Just as the Rider community was starting to heal from the tragic loss of one of our own, Gary DeVercelly, news of the horrific mass murder at Virginia Tech hit like a sucker punch. As fellow college students, we grieve with the families, friends, peers and colleagues who lost 32 loved ones. From one college community to another, our thoughts and prayers are speeding toward Virginia Tech.
The shock and pure disbelief that resonate from this incident make it even harder to come to grips with. As ordinary human beings with emotion and a sense of compassion, it is hard to understand how one individual is capable of inflicting so much pain and devastation.
While losing someone is never easy, the deaths of the many students at Virginia Tech and the one right here at Rider are particularly hard to bear. Our country lost young students working to attain a college education who were ripe with untapped potential. Also lost were professors and faculty trying to instill their knowledge into the next generation of leaders, engineers and scientists. Sadly, even a survivor of the Holocaust died as a hero in the Virginia Tech massacre. Though Rider is hundreds of miles from Virginia Tech, it is easy to put ourselves into Hokies’ shoes and feel their extreme pain.

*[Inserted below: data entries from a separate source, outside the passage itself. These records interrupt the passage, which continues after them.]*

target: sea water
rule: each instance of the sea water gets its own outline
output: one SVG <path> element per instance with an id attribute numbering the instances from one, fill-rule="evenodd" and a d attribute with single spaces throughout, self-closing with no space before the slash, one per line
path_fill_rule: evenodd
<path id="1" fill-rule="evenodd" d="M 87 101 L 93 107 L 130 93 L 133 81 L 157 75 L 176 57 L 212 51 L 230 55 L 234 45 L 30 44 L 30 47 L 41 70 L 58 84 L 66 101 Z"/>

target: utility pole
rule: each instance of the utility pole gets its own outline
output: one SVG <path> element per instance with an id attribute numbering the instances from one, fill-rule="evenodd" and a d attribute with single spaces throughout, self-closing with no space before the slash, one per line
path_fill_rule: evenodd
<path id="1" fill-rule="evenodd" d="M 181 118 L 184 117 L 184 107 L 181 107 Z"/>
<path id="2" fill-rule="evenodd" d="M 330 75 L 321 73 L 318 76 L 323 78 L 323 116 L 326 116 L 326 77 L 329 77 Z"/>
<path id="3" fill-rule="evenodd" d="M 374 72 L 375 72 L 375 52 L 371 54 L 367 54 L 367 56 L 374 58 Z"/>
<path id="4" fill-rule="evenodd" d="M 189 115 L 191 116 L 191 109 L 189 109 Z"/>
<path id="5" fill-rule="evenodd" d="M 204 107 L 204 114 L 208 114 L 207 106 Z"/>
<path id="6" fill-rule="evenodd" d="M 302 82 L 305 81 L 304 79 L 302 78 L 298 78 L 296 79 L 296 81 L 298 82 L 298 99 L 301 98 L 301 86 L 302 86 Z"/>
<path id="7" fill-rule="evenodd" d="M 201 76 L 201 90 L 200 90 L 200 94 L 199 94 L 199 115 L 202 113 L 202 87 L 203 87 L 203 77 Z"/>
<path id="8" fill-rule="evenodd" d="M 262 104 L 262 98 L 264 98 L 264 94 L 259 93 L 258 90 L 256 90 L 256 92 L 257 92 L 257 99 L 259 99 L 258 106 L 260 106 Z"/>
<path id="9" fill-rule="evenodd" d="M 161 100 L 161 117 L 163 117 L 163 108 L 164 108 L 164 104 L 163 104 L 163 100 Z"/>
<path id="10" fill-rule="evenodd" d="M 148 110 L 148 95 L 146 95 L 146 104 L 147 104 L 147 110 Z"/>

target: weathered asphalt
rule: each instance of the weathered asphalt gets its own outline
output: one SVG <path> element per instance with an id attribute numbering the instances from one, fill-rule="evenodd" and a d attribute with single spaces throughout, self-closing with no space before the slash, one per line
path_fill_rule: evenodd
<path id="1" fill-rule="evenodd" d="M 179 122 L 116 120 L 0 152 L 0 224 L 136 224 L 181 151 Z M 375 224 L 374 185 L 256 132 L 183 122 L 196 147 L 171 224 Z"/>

In light of this, students should take comfort in the fact that Rider has a comprehensive Emergency Response Plan. In the event there is violent and/or criminal behavior, a downed aircraft on campus, a natural gas pipeline leak, an earthquake or other severe weather conditions, or even utility loss, Rider has a plan of action. Currently, faculty, professors and administrators only need to look in the back of the Campus Directory for the emergency procedures. Residence directors and resident advisors have also been briefed on how to react in any number of given situations that could occur.
Be that as it may, Rider must take safety and protection to the next level. An incident up the road at The Lawrenceville School on Wednesday, April 18 — carelessly reported by media outlets to have occurred on Rider’s Lawrenceville campus — demonstrated the speed with which false information and anxiety can spread. In minutes, many students learned the “news” when friends or family called from off campus. Even though fast work by administrators stopped the flow of falsehoods, there were long minutes when no one knew what to do – or even whom to ask. In a real crisis, it would have been much worse. Having a text message alert system that would notify the campus community such as e2campus, offered by Omnilert, is essential to avoid the circulation of rumors that existed for a short amount of time on Wednesday. On that day, the elevator in Fine Arts happened to be broken. The Emergency Response Plan must ensure that all students, including wheelchair-bound individuals, can evacuate safely from campus buildings.

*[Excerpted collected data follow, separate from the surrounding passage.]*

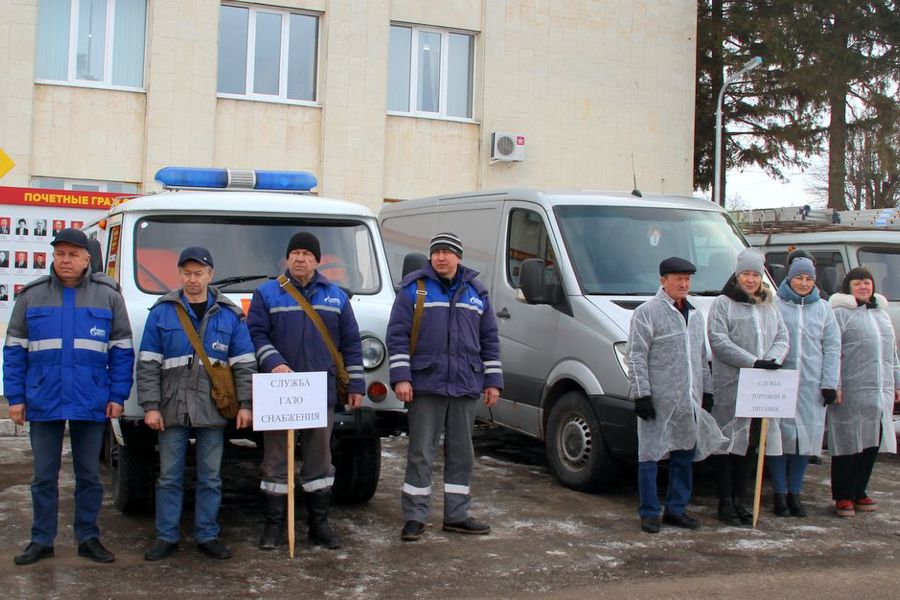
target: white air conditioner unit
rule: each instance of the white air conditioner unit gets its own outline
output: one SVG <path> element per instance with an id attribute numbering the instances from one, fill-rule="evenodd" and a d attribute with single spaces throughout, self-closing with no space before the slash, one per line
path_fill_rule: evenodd
<path id="1" fill-rule="evenodd" d="M 522 161 L 525 160 L 525 136 L 518 133 L 491 134 L 491 160 Z"/>

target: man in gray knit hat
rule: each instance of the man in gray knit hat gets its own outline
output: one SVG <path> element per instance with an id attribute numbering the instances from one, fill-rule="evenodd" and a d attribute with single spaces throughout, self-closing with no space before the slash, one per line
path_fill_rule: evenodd
<path id="1" fill-rule="evenodd" d="M 387 328 L 391 385 L 409 411 L 400 536 L 408 542 L 425 531 L 431 468 L 442 432 L 443 529 L 490 532 L 490 525 L 469 514 L 472 425 L 478 397 L 483 394 L 485 405 L 493 406 L 503 387 L 494 311 L 478 273 L 460 264 L 462 241 L 453 233 L 439 233 L 430 251 L 431 260 L 400 282 Z"/>

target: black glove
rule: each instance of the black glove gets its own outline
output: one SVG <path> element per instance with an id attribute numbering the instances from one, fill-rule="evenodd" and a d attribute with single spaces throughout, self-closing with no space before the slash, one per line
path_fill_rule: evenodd
<path id="1" fill-rule="evenodd" d="M 760 358 L 756 362 L 753 363 L 754 369 L 768 369 L 769 371 L 774 371 L 775 369 L 780 369 L 781 365 L 775 362 L 774 358 Z"/>
<path id="2" fill-rule="evenodd" d="M 645 421 L 647 419 L 655 419 L 656 409 L 653 408 L 653 398 L 650 396 L 637 398 L 634 401 L 634 414 L 644 419 Z"/>
<path id="3" fill-rule="evenodd" d="M 835 400 L 837 400 L 837 392 L 835 390 L 830 390 L 827 388 L 822 390 L 822 401 L 825 406 L 828 406 Z"/>
<path id="4" fill-rule="evenodd" d="M 714 404 L 715 404 L 715 401 L 713 400 L 713 395 L 710 394 L 709 392 L 704 393 L 703 394 L 703 404 L 702 404 L 703 410 L 705 410 L 706 412 L 712 412 L 712 407 Z"/>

At the same time, students also need to have an acute awareness of what is expected of them in case of an emergency. To make this information readily available for students and the entire University, a more detailed emergency plan should be included in future publications of The Source and on the main Web site. In order for the plan to work during a crisis, having a well-informed community is an absolute necessity. Although the case may be argued that revealing the plan will leave us vulnerable to some potential threat, an edited version that does not contain every intricate detail should be released.
While re-evaluating our Emergency Response Plan and preparedness is a crucial step in preventing a situation like the one at Virginia Tech from occurring here, one has to consider the other source wreaking havoc on so many lives — guns. Unless you are a member of law enforcement or a hunter with a licensed firearm then there is no credible reason for having a gun. A rash of school shootings in the late 1990s, including Columbine High School, demonstrates how lives are destroyed by guns time and time again. In a country with 250 million privately owned guns, about 30,000 people die each year from gun wounds by murder, suicide or accident. Isn’t it time we counteract the high-powered and financed pro-gun lobbying interest groups impeding efforts for gun control legislation? Together we can all start a movement that brings about a safer environment in our neighborhoods, schools and nation.